CATANIA – Incontro d’autunno dei Lions Club della IV e V circoscrizione convenuti questa mattina allo Sheraton Four Points di Catania alla presenza del Vice governatore Vincenzo Leone e dei presidenti di circoscrizione Salvuccio Furnari e Giorgia Gruttadauria. Centinaia i presenti in rappresentanza dei vari clubs Lions dell’area di Catania e della provincia etnea. Presente pure una delegazione del Lions Club Acireale, guidata dal presidente Alfredo Borzì e formata da altri officers del sodalizio acese. Obiettivo della giornata è stato quello di proporre idee per il territorio, nella prospettiva di trasformarli in progetti fattivi in tempi rapidi, come chiede l’attuale Governatore del Lions Sicilia Ninni Giannotta.
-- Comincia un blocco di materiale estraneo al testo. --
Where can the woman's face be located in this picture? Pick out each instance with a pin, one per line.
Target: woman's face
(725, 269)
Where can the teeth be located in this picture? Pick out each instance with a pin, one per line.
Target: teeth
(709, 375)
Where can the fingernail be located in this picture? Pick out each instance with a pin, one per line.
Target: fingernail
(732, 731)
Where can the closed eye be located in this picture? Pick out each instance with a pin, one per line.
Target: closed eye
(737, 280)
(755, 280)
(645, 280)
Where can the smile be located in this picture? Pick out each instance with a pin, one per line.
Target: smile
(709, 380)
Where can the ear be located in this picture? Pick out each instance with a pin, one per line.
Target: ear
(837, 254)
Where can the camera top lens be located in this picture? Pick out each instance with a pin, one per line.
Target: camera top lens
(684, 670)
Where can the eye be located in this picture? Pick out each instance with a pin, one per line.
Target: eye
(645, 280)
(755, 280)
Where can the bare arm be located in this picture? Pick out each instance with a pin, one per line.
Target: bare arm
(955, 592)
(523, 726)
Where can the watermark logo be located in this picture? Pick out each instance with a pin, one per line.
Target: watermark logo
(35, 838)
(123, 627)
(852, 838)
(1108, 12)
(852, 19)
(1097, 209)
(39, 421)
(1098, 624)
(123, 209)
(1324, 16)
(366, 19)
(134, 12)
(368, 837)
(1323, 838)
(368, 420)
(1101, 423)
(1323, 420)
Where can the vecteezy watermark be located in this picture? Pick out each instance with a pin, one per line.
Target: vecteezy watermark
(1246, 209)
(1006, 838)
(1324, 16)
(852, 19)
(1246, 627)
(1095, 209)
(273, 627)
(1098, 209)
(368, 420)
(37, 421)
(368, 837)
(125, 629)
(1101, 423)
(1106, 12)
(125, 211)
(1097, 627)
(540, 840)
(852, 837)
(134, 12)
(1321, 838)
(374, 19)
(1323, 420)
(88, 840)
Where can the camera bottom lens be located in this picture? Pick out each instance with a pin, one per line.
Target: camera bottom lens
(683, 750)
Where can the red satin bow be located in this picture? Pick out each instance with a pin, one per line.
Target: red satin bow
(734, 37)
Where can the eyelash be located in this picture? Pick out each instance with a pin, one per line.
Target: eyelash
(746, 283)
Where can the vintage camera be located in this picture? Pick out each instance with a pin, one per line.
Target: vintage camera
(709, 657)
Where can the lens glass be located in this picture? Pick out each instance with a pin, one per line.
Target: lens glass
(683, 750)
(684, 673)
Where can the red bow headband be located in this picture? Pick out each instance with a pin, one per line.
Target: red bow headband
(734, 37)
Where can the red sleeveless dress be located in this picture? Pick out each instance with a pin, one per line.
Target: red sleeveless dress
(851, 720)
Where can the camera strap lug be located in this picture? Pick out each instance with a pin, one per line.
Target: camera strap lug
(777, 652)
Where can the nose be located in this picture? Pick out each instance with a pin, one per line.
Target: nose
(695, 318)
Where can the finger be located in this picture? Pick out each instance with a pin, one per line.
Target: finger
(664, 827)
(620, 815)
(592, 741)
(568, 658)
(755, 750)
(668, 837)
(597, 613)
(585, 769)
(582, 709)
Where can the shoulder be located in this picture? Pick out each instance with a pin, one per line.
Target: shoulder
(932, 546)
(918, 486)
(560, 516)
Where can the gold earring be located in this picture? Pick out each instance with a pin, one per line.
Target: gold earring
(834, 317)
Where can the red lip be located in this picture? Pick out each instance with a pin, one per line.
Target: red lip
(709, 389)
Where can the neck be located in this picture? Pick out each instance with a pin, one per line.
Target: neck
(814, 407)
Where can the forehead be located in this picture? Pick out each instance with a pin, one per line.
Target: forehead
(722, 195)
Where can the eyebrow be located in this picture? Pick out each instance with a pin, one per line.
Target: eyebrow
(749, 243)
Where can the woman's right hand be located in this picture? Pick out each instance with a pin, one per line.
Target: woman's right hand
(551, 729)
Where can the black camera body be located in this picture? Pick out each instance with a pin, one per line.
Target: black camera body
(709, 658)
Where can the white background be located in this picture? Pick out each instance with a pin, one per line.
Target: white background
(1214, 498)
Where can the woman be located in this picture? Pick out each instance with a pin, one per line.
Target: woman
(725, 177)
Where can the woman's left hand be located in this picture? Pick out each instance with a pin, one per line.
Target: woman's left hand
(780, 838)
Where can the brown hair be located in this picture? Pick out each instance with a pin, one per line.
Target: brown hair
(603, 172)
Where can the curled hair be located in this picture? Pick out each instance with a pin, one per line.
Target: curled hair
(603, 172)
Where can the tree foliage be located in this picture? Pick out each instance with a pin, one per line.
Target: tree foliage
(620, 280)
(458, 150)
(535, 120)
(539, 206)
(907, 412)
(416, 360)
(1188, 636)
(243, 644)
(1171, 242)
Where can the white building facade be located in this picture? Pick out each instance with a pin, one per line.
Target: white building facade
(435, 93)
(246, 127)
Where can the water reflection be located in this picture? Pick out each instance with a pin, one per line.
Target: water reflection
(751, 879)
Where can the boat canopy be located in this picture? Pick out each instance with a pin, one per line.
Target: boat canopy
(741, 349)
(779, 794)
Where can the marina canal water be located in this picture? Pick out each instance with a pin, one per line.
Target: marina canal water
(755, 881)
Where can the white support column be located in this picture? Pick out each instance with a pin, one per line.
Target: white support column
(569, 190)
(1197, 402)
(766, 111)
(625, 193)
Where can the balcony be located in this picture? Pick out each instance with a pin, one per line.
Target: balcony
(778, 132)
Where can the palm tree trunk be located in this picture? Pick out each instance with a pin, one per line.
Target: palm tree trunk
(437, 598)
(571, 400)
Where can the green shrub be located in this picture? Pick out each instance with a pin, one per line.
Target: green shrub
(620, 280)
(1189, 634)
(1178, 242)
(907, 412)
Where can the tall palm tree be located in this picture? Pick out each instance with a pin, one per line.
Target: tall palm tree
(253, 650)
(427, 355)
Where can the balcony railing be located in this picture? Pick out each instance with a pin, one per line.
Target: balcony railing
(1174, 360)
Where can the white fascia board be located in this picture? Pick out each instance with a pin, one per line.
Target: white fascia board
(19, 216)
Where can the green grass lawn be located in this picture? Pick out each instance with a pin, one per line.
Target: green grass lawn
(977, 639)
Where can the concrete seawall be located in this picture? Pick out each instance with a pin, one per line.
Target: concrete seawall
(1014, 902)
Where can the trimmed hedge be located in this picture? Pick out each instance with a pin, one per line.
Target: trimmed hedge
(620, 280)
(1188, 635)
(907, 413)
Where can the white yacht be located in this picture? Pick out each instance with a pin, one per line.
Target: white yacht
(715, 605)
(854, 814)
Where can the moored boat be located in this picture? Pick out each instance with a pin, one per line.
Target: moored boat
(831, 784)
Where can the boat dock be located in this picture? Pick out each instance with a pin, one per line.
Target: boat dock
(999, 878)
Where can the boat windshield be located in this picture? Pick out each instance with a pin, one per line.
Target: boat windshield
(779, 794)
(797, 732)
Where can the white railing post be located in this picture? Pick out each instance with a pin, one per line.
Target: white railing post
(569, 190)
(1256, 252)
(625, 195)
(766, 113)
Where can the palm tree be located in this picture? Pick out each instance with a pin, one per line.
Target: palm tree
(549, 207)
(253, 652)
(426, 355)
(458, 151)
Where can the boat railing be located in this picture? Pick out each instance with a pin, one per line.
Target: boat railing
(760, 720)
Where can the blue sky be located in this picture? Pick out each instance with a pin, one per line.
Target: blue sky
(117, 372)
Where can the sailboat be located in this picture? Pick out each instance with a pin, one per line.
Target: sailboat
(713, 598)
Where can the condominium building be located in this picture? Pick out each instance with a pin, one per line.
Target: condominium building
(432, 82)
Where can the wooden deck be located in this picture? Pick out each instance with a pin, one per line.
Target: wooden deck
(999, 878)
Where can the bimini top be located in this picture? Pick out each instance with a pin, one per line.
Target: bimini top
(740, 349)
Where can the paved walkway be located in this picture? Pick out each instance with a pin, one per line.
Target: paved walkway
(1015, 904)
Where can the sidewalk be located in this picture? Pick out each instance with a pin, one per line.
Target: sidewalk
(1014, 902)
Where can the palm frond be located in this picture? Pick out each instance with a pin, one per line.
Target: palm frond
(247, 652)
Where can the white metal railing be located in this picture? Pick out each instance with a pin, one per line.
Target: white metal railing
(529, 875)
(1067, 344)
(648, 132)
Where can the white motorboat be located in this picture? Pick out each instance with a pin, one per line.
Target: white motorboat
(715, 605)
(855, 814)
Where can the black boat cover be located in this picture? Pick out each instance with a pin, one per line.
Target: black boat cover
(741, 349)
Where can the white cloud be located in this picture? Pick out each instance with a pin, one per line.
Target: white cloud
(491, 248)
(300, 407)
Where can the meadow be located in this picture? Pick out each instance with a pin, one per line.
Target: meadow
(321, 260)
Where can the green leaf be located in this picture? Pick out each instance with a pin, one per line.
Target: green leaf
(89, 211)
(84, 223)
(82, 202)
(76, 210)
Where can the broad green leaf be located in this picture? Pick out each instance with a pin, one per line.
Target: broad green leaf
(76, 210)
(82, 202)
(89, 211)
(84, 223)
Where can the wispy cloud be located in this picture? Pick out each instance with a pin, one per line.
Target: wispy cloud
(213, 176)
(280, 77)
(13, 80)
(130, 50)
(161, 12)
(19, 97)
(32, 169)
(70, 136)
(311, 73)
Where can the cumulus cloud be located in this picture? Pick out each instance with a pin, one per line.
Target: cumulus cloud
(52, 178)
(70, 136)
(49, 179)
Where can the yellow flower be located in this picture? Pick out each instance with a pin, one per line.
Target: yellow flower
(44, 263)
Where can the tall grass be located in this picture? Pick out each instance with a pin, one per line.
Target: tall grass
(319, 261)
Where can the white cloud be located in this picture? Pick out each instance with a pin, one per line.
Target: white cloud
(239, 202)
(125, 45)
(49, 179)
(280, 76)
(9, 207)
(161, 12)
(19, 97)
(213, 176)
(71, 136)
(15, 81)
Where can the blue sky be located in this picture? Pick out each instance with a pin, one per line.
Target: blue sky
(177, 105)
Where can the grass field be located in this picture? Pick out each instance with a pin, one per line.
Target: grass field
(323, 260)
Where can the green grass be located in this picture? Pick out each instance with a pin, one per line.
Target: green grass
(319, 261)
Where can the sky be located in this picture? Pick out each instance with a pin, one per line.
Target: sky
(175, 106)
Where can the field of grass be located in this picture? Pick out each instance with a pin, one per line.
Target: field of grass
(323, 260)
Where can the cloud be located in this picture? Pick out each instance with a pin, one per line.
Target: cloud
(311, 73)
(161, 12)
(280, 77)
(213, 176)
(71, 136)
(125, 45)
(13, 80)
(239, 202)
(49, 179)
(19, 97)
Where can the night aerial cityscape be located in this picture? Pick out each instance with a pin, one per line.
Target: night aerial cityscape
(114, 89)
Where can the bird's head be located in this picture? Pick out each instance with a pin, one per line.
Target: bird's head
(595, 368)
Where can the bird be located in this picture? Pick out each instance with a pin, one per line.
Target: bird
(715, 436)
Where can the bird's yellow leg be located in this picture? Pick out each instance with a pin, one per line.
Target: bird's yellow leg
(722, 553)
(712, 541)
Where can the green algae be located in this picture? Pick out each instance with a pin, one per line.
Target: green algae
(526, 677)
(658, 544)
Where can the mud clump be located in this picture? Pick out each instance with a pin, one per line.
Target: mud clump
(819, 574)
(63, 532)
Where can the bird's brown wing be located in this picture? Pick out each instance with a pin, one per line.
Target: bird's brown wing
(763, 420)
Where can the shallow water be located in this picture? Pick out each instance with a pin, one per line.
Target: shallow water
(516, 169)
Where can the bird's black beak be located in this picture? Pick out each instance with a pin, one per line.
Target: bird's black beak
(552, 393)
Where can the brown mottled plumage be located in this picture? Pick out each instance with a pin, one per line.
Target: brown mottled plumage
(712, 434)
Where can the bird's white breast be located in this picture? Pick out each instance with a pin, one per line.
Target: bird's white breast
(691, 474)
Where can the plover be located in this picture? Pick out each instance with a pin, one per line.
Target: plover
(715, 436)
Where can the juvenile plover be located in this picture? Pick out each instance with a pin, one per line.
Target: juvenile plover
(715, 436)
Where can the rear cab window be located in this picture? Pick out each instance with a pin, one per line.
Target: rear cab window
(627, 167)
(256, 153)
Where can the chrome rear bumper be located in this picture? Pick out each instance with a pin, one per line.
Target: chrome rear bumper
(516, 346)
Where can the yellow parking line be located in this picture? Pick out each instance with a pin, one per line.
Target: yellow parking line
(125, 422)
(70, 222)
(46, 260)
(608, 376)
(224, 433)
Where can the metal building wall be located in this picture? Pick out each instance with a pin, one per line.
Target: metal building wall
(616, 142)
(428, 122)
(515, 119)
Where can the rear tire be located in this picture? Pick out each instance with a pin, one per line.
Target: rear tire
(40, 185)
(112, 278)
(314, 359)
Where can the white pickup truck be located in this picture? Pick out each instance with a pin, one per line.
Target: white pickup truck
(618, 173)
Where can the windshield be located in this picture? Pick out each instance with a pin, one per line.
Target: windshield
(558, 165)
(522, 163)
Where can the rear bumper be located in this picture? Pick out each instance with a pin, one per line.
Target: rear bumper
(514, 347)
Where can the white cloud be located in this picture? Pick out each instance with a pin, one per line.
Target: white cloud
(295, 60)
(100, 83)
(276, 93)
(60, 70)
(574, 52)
Per l’occasione, il Lions di Acireale ha lanciato due proposte.

La prima l’ha illustrata il past presidente Rosario Faraci, che ha guidato il club due stagioni fa, nell’anno del cinquantesimo del sodalizio acese. Sulla scia delle iniziative di sensibilizzazione dell’opinione pubblica, di informazione a mezzo stampa, di denuncia sullo stato di abbandono delle Terme, che il Lions dal 2011 porta avanti tramite il Forum permanente e il sito www.termediacireale.it, il professore Faraci ha lanciato la proposta di creare nel cuore di Acireale un museo delle Terme, una sorta di esposizione permanente dedicata alla storia delle Terme di Acireale, ove raccogliere documenti, immagini, foto, video e beni di pregio artistico legati alla memoria degli stabilimenti termali, quando nel passato ospitavano importanti manifestazioni culturali ed artistiche, quali la rassegna internazionale d’arte, le settimane culturali acesi e la rassegna musicale di jazz. La proposta troverebbe già il consenso del sindaco di Acireale Roberto Barbagallo, disponibile ad ospitarla nel palazzo di Città, e del presidente dell’Accademia Zelantea Giuseppe Contarino, interessato all’avvio del progetto più ambizioso, sempre voluto dai Lions, di creare ad Acireale un sistema integrato di musei civici, alla stregua di quanto realizzato in altri centri siciliani, come a Piazza Armerina.

L’altra proposta è stata illustrata dal vice presidente Lino Fatuzzo, che l’ha legata alle celebrazioni del Lions per il centenario dalla sua fondazione internazionale. Nello spirito più autentico di ritrovarsi con il territorio, il professore Fatuzzo ha lanciato la proposta di un service dal titolo Cavalieri dei non vedenti che coinvolgerebbe, oltre i Lions, anche gli attivissimi giovani del Leo Club di Acireale. Il service porterebbe avanti ad Acireale iniziative diverse: convegni aperti al pubblico sul tema della vista, la richiesta nella zona storica di attraversamenti stradali, l’avvio di una campagna di sensibilizzazione nelle scuole superiori ispirata al messaggio “Con gli occhi dei Lions puoi vedere Acireale”

Le proposte, apprezzate dall’assemblea per la loro utilità nel territorio, saranno oggetto di discussione e di azione nei prossimi incontri in programma al Lions Club Acireale che la prossima settimana inaugurerà la nuova sede sociale.